Working on the wire routing now along with the adaptor play we’re making for the throttle connection.Make sure you keep any of the harness going to the Throttle Body away from the ignition wires, the distributor, coil, alterator and their associated wiring. These components are terribly noisy electronically speaking and will transmit all manner of crap to the ECM which will act on it, badly I might add.
A buddy of mine did a super sanitary install on a 68 Roadrunner. He hid all the wiring inside the factory harness. Beautiful job. Unless you took the air filter off, you would never know it had EFI except it would barely run.
It was picking up noise from the alternator cable and the ECM was reading it as a 2500 RPM wide tach signal. He moved all the EFI stuff away from the factory components and it runs like a new Hemi now.
Kevin
Most of the wiring, except for the temp sensor and coil connection, come out of the firewall side (back) of the unit.
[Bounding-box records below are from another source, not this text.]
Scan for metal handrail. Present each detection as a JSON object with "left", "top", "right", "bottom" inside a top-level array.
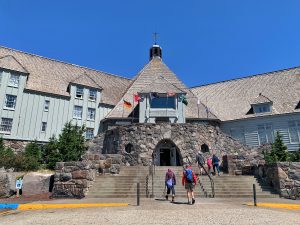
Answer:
[{"left": 186, "top": 156, "right": 215, "bottom": 198}]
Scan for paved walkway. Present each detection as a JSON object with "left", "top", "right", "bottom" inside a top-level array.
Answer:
[{"left": 0, "top": 199, "right": 300, "bottom": 225}]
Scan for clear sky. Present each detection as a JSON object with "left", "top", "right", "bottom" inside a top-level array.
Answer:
[{"left": 0, "top": 0, "right": 300, "bottom": 87}]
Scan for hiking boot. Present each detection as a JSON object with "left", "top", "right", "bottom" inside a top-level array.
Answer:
[{"left": 192, "top": 198, "right": 195, "bottom": 205}]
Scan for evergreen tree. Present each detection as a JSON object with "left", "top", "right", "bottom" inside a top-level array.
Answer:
[{"left": 263, "top": 132, "right": 289, "bottom": 163}]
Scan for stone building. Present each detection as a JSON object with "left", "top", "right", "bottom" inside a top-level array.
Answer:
[{"left": 0, "top": 45, "right": 300, "bottom": 160}]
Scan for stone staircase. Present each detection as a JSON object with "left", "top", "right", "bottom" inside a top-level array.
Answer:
[{"left": 87, "top": 166, "right": 278, "bottom": 198}]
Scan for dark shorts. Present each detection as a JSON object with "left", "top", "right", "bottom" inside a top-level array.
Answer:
[{"left": 185, "top": 182, "right": 195, "bottom": 191}]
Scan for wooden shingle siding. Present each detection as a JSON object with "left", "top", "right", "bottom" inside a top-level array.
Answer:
[{"left": 221, "top": 113, "right": 300, "bottom": 151}]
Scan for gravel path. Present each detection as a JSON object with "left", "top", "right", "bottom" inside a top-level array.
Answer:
[{"left": 0, "top": 199, "right": 300, "bottom": 225}]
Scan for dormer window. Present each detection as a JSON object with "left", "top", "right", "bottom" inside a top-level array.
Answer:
[
  {"left": 150, "top": 97, "right": 175, "bottom": 109},
  {"left": 247, "top": 93, "right": 273, "bottom": 115},
  {"left": 8, "top": 74, "right": 20, "bottom": 87},
  {"left": 76, "top": 86, "right": 83, "bottom": 99},
  {"left": 256, "top": 104, "right": 271, "bottom": 113},
  {"left": 89, "top": 89, "right": 97, "bottom": 101}
]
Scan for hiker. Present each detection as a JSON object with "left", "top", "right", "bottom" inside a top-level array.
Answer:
[
  {"left": 196, "top": 151, "right": 205, "bottom": 176},
  {"left": 182, "top": 165, "right": 197, "bottom": 205},
  {"left": 212, "top": 154, "right": 220, "bottom": 176},
  {"left": 206, "top": 157, "right": 212, "bottom": 175},
  {"left": 165, "top": 169, "right": 176, "bottom": 202}
]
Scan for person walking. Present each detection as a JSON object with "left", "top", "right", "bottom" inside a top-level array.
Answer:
[
  {"left": 212, "top": 154, "right": 220, "bottom": 176},
  {"left": 165, "top": 169, "right": 176, "bottom": 202},
  {"left": 206, "top": 157, "right": 212, "bottom": 175},
  {"left": 182, "top": 165, "right": 197, "bottom": 205},
  {"left": 196, "top": 151, "right": 205, "bottom": 176}
]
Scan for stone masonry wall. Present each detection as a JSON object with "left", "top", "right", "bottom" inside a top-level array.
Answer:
[
  {"left": 99, "top": 123, "right": 264, "bottom": 173},
  {"left": 256, "top": 162, "right": 300, "bottom": 197}
]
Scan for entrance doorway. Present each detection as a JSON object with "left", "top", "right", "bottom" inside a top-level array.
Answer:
[{"left": 154, "top": 140, "right": 182, "bottom": 166}]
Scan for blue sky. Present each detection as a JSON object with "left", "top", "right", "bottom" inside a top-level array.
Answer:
[{"left": 0, "top": 0, "right": 300, "bottom": 87}]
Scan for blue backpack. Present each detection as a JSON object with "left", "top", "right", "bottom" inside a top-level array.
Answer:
[{"left": 185, "top": 169, "right": 194, "bottom": 183}]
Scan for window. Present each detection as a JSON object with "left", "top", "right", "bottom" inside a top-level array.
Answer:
[
  {"left": 257, "top": 123, "right": 274, "bottom": 145},
  {"left": 73, "top": 105, "right": 82, "bottom": 119},
  {"left": 0, "top": 118, "right": 12, "bottom": 133},
  {"left": 5, "top": 95, "right": 17, "bottom": 109},
  {"left": 230, "top": 127, "right": 246, "bottom": 143},
  {"left": 89, "top": 89, "right": 97, "bottom": 101},
  {"left": 8, "top": 74, "right": 20, "bottom": 87},
  {"left": 87, "top": 108, "right": 96, "bottom": 120},
  {"left": 44, "top": 100, "right": 50, "bottom": 112},
  {"left": 85, "top": 128, "right": 94, "bottom": 139},
  {"left": 76, "top": 87, "right": 83, "bottom": 98},
  {"left": 288, "top": 121, "right": 300, "bottom": 143},
  {"left": 42, "top": 122, "right": 47, "bottom": 132},
  {"left": 150, "top": 97, "right": 175, "bottom": 109},
  {"left": 254, "top": 104, "right": 271, "bottom": 113}
]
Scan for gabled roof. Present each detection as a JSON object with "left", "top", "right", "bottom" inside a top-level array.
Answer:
[
  {"left": 70, "top": 73, "right": 103, "bottom": 90},
  {"left": 191, "top": 67, "right": 300, "bottom": 121},
  {"left": 0, "top": 46, "right": 130, "bottom": 105},
  {"left": 250, "top": 93, "right": 272, "bottom": 105},
  {"left": 106, "top": 57, "right": 217, "bottom": 119},
  {"left": 140, "top": 76, "right": 186, "bottom": 94},
  {"left": 0, "top": 55, "right": 28, "bottom": 73}
]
I intend to loom it around the fire wall to the battery and for the hand held monitor (which I will pull through and put in the glove box). Finally, the O2 sensor wiring will go to the left side of the engine to be installed right after the cross connector. That should keep the most sensitive wiring well away from the distributor and ignition wires.
As for ignition, without the lean burn computer, I’m putting in a Mopar electronic ignition kit as the first step in the setup. Eventually, I would like to have the sniper control the ignition timing. But for now, I just want to get it running. The basic set up allows for connection to the coil for rpm/tach signal. The base program in the unit should work well initially. But if you know me… I will soon be messing around with the timing.